Dr. Hammons began his higher education career in administration serving in a variety of student services positions at Southern Illinois University. He was then Assistant-to-the Campus Director, and Acting Campus Director at Miami-Dade Community College, and the founding Dean of the College of Burlington County College (New Jersey). Prior to coming to the University of Arkansas, he was a researcher-professor and research associate working at the National Laboratory for Higher Education in the Center for the Study of Higher Education at Penn State University. He joined the University of Arkansas faculty in 1976, has chaired over 80 doctoral dissertations, and served as the Program Coordinator for 20 years.
- College and university management and leadership
- Faculty development
- Student success
- Leadership and management in higher education
- Community colleges
- Instructional design and teaching strategies
- Techniques of research
- Ph.D., University of Texas, Educational Administration, 1966
- M.S., Southern Illinois University, Higher Education, 1964
- B.S., Northwestern State Univiersity of Louisiana, Mathematics/Political Science, 1959
- Watts, G.E., & Hammons, J.O. (2002).
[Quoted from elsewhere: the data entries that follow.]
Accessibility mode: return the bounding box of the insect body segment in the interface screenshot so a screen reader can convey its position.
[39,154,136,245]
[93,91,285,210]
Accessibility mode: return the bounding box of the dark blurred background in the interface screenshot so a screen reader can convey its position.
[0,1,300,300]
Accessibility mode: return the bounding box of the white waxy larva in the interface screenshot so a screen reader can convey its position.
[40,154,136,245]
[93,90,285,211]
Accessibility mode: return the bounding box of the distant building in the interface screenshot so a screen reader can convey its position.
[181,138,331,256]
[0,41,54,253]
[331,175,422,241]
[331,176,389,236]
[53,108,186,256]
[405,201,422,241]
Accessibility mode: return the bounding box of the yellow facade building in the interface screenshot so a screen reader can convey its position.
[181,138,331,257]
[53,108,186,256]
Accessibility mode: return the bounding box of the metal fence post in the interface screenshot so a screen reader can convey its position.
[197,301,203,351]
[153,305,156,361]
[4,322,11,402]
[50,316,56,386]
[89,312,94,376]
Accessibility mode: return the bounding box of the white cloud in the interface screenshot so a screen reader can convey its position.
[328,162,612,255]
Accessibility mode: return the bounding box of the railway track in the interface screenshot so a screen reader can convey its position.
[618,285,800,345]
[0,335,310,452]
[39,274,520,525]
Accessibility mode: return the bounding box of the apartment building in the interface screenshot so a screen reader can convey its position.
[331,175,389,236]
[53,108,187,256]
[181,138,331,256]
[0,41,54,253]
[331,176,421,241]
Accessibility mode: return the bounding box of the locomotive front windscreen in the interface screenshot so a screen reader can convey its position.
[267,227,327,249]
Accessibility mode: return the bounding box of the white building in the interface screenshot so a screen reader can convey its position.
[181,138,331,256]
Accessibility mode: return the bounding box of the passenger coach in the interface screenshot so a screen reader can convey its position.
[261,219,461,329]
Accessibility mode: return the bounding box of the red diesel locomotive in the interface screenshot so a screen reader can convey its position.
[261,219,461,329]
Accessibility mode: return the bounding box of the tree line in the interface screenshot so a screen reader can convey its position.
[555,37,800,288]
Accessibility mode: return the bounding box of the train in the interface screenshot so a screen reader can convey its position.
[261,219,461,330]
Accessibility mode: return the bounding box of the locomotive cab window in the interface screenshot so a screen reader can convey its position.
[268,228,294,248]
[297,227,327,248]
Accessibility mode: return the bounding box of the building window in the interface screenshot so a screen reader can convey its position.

Professional development: Setting the context. New Directions for Community Colleges, 120, pp. 5-11.
- Berry, L.H., Hammons, J.O., & Denny, G. (2001). Faculty retirement turnover in community colleges: A real or imagined problem? Community College Journal of Research and Practice, 25(2), 123-137.
- Path, B.R., & Hammons, J.O. (1999). General education in community colleges: A time for reexamination. Community College Journal of Research and Practice, 23(5), 467-481.
- Underwood, J.C., & Hammons, J.O. (1999). Past, present, and future variations in community college organizational structure. Community College Review, 26(4), 39-61.
Dr. Hammons’ primary research interests focus on the community college and developing the human potential to make them more effective and efficient. He is the past President of the Council for the Study of Community Colleges and is a member of the University of Texas’ Community College Leadership Hall of Fame.
He has assisted over 200 colleges and universities in 41 states and provinces and spoken at more than 300 national conferences. He has authored over 100 publications, including two books and more than 70 refereed journal articles. Four of the dissertations he has chaired have won national recognition.